What does past history say awaits Dolphins after 10-win playoff miss?

What does past history say awaits Dolphins after 10-win playoff miss?

The NFL expanded their postseason field to seven teams per conference in 2020 for the first time — and the Miami Dolphins obliged by winning 10 games and somehow finding themselves on the outside looking in. Only two other occasions in the NFL’s Wild Card era (since 1990) has a conference finished the season with eight teams equaling or surpassing 10 wins in a season. That includes the 2020 AFC Conference standings with the Miami Dolphins.

The other two instances of such hard luck came in the NFC in 2010 and 1991. The 2010 NFC standings saw both the New York Giants and Tampa Bay Buccaneers miss the postseason in a 6-team field with 10 wins apiece, while the 1991 NFC playoff field excluded 10-win teams in San Francisco and Philadelphia.

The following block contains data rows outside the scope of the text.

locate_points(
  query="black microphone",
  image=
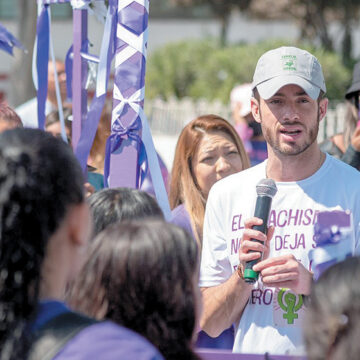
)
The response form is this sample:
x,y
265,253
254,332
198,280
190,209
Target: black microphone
x,y
266,190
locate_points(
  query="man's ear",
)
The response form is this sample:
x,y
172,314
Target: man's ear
x,y
80,224
255,109
323,104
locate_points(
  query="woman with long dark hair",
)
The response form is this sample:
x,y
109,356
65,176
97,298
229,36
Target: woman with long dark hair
x,y
144,275
45,225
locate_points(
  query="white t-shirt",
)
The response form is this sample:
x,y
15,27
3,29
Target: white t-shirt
x,y
271,321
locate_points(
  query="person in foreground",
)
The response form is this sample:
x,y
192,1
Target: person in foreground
x,y
45,227
144,275
289,103
332,327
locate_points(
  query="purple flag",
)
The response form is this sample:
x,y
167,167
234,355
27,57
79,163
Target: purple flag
x,y
130,132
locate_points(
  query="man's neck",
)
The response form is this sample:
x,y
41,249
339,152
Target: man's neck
x,y
294,168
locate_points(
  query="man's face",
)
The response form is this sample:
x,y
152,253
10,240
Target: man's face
x,y
289,119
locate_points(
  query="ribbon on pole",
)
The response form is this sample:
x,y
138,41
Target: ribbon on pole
x,y
88,132
123,160
9,41
42,58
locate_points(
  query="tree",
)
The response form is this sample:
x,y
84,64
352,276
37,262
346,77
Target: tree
x,y
314,19
221,9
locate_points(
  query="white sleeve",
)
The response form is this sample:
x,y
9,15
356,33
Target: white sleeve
x,y
215,266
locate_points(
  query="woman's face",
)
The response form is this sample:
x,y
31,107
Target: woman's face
x,y
216,158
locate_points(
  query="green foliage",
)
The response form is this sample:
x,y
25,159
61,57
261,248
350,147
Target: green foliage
x,y
201,69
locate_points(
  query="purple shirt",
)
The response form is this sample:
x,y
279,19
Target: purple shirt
x,y
108,341
103,340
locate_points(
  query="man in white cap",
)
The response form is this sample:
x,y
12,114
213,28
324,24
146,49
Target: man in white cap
x,y
289,103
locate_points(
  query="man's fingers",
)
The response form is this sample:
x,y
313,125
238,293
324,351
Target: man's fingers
x,y
250,256
248,245
272,262
254,234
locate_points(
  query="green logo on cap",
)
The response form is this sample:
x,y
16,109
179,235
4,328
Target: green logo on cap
x,y
289,62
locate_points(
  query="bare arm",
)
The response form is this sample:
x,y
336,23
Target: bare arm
x,y
223,304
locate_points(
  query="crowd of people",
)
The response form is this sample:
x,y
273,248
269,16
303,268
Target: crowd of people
x,y
94,273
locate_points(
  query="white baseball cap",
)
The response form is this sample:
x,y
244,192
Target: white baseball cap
x,y
288,65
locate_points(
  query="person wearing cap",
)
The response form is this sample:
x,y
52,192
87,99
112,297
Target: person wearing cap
x,y
248,129
346,145
289,102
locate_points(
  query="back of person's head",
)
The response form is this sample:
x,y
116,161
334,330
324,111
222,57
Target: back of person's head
x,y
332,328
39,179
112,205
9,119
143,275
352,106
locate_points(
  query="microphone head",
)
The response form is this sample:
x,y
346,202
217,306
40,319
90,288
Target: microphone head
x,y
266,187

If the Dolphins are looking for any inspiration about the hard luck that closed their season, they’ve got quite the precedent set for them. Because each of the NFL’s last two occurrences of a No. 8 seed missing the playoffs with 10 wins has spawned a much more successful encore in the following season.

In 1992, San Francisco followed up their postseason miss from the year prior with a 14-2 campaign; the best mark in the league that season. The 49ers would go on to lose to the Dallas Cowboys in the NFC Championship game, but never the less it is hard to envision any Miami fans turning their nose up to the idea of a 14-win season and a conference championship game appearance. Ironically enough, the last time Miami reached the conference finals as that very same year in 1992.

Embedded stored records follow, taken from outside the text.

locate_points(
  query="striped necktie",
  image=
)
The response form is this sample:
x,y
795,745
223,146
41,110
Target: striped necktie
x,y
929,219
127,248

In 2011, the near-miss New York Giants saw a slight record regression from the 2010 10-win team, finishing the regular season 9-7. But, more importantly, the New York Giants won the Super Bowl at the end of the year, defeating the New England Patriots, 21-17 courtesy of 12 unanswered points in the final 20 minutes of play.

Here’s hoping Miami rebounds from their heartbreak in 2020 in a fashion that somewhat resembles anything close to what we’ve seen each of the last two times an NFL team has been so unlucky. If they do, we’ll forget about Miami’s 2020 hard luck pretty darn quick.